It's an annual,so unless it was fully grown to mature seeds you would have to re-seed every year.


----------



## seminole wind (Aug 22, 2015)

True. Crabgrass is an annual and it has to seed or be reseeded every year. It might grow easier here than regular grass on sand. I will give it a go.
It is a weed, but somehow they must have bred some to grow tall. I read all this investigating horse pastures in Texas.


----------



## nannypattyrn (Aug 23, 2015)

Ours doesn't have to be reseeded at all. It seeds itself. We are constantly hoeing or tilling it up.


----------



## seminole wind (Aug 22, 2015)

Patty, I saw pastures of it looking at stables pictures in Texas. As tough as crabgrass is to get rid of and how green it is it might be the way to go. Did you ever see this Real green area on your lawn only to find out it was crabgrass? (Or where the dog peed)


----------



## nannypattyrn (Aug 23, 2015)

Oh yeah!
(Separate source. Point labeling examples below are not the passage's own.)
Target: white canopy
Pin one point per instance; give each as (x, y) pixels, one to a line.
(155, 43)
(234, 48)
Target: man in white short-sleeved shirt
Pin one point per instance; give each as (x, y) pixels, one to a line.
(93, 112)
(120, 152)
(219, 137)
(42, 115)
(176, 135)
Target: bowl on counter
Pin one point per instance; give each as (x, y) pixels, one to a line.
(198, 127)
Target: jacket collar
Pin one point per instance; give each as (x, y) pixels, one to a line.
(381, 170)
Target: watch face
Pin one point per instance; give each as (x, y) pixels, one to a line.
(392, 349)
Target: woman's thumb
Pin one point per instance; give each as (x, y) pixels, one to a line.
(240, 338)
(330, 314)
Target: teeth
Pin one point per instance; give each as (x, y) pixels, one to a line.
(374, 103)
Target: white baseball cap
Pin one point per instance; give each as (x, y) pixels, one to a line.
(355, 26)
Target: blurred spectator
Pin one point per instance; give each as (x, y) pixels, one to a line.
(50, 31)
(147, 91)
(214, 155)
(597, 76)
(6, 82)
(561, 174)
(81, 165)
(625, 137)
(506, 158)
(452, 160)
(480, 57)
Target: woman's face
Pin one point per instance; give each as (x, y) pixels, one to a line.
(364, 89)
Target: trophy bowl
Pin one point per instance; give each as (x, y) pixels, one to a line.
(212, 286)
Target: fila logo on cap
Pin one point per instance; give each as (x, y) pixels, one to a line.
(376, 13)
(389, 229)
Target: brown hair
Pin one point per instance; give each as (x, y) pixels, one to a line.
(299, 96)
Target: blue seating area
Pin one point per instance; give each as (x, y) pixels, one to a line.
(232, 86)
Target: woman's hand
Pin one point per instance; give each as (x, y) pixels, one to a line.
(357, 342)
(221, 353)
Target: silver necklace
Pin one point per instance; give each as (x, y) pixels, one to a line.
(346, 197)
It'll be coming up in the chicken area soon I'm sure!


----------



## seminole wind (Aug 22, 2015)

That would be kindof cool if it works out.


----------



## nannypattyrn (Aug 23, 2015)

That is if they will let. They are so hungry for anything green right now! I've been letting them out of the enclosure for a couple of hours in the late afternoon when I can sit with them. They're like grass eating monsters!!


----------